Taking time out of yours, and your spouses day to meet with a Financial Advisor sounds grueling and the Financial Services industry is full of boring terms making the search more grueling. For me to suggest meeting with as many Financial Advisors as it takes to find one that meets ALL of the aforementioned criteria sounds absolutely insane. To this I warn that true insanity is expecting to have a great retirement by depending on a malfeasant inept Financial Advisor, rather than taking the time to find a great one, And remember, Great, doesn't mean expensive, or arrogant. Some are wise enough to cut their fees in half, and not impose minimum account sizes.
Annuities have their place sometimes, but according to the SEC they are becoming over utilized at the wrong times and for the wrong reasons. A relevant, and surprising point to make is that, most people that buy an annuity NEVER ANNUITIZE. Why would anyone pay the high fees/commissions and also be locked into a product for the benefit to "annuitize" when most, by far, that buy them never annuitize? Again back to Psychology, people end up being afraid to lose the control of their money that annuitizing brings. Once you annuitize you lock into a set payment amount each month. You can't request more. There are way too many Financial Advisors selling way too many annuities with only commissions in mind. If you are being sold an annuity, you should seek a second, or third opinion. Many Financial Advisors, and the firms that employ them, like annuities for the big commissions, and the powerful SALES inducement to say they are “GUARANTEED”. This guarantee is not from the government like the FDIC over Banks, even if you buy the annuity from your neighbor’s kid that works at your bank. It is the Insurance company that guarantees the annuity. AIG is an insurance company, and they almost went bankrupt. These salespeople pushing annuities usually work for large firms and banks that mandate outlandish sales production requirements to keep their jobs. So to meet the quotas handed down by these big bureaucratic, publicly traded firms, that have to answer to shareholders, one has to sell annuities. Customer traffic into the bank branches has greatly declined, thus reducing the prospects for the investment salespeople to meet quotas. Just about every Regional Manager I had when I was a Financial Advisor at the largest firms told me to sell more annuities. An irony to this is that many of these firms had to be bailed out a few years ago for not keeping their own finances in order. Would you take your car to a mechanic that couldn’t keep their own car running?

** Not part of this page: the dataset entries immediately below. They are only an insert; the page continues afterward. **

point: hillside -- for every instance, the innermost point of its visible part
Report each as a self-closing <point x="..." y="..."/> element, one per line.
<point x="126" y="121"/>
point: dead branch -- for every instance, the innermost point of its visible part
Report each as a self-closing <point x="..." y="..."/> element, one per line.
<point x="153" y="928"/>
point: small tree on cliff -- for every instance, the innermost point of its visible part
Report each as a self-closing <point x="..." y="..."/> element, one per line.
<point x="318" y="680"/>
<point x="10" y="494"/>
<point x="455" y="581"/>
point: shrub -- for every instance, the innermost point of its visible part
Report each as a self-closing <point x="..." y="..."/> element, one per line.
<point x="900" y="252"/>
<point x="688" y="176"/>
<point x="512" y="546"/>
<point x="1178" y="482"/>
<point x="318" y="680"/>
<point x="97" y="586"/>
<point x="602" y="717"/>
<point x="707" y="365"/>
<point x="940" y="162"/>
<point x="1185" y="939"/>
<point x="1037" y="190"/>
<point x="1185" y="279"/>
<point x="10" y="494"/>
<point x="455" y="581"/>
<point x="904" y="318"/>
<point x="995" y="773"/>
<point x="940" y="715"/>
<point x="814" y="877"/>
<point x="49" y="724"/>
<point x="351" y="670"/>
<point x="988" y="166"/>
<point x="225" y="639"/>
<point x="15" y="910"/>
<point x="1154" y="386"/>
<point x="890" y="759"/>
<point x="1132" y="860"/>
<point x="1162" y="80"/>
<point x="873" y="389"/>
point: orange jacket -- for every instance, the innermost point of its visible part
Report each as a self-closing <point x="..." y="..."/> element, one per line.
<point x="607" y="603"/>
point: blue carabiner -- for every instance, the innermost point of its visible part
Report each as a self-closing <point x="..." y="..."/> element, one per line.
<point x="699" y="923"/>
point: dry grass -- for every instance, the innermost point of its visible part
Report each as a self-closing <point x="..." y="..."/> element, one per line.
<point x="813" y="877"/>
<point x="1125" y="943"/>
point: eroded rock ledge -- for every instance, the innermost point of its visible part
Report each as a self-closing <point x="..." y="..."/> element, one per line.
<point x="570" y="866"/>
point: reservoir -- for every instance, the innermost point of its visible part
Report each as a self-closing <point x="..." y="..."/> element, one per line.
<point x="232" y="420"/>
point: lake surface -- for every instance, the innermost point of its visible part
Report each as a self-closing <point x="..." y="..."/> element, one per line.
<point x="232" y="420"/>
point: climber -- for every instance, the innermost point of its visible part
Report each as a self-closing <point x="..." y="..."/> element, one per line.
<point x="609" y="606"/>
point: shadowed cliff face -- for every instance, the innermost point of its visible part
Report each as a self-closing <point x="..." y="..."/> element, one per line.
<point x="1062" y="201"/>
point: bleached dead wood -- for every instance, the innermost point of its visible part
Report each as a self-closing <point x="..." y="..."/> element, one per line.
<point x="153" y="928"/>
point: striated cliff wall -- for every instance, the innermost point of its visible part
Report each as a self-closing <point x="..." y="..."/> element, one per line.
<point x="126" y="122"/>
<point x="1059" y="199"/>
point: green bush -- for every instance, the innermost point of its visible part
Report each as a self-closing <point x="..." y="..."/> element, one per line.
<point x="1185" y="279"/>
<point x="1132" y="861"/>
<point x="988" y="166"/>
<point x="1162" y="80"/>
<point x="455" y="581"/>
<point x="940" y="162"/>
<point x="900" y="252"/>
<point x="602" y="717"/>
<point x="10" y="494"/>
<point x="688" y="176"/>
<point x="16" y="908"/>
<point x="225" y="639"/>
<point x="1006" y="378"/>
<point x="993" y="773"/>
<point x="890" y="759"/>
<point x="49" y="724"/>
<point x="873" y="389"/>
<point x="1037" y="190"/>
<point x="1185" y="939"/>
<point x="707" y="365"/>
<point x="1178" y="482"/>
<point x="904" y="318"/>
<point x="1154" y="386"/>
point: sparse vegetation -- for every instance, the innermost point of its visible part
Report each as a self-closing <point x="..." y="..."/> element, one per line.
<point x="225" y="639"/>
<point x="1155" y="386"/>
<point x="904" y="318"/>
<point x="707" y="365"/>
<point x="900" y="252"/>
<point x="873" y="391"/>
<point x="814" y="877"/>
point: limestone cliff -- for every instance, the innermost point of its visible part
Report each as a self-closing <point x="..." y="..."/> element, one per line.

“just because something is legal, doesn’t make it moral to do”
One of the most important things to know when you choose a salesperson instead of an analyst is; if your investments lose 20% the remaining balance will need to earn about 30% just to break even (you have less money now working), NOT to mention the time it will take! What changes would your Advisor make to your account during and after a downturn? Most "sales" advisors don’t do anything. They just ride out the storm, ready to tell you “not to worry” if YOU call them. There’s no substitute for EXPERIENCE and ANALYTICS!
There are good Physicians, and bad Physicians. Good honest mechanics, and bad mechanics, the Investment/Financial Advisor industry is no different. Respectfully, Don’t be lazy, diligently look for a good Financial Advocate that puts their clients first. They are out there. Implement the things you think are valid in this article.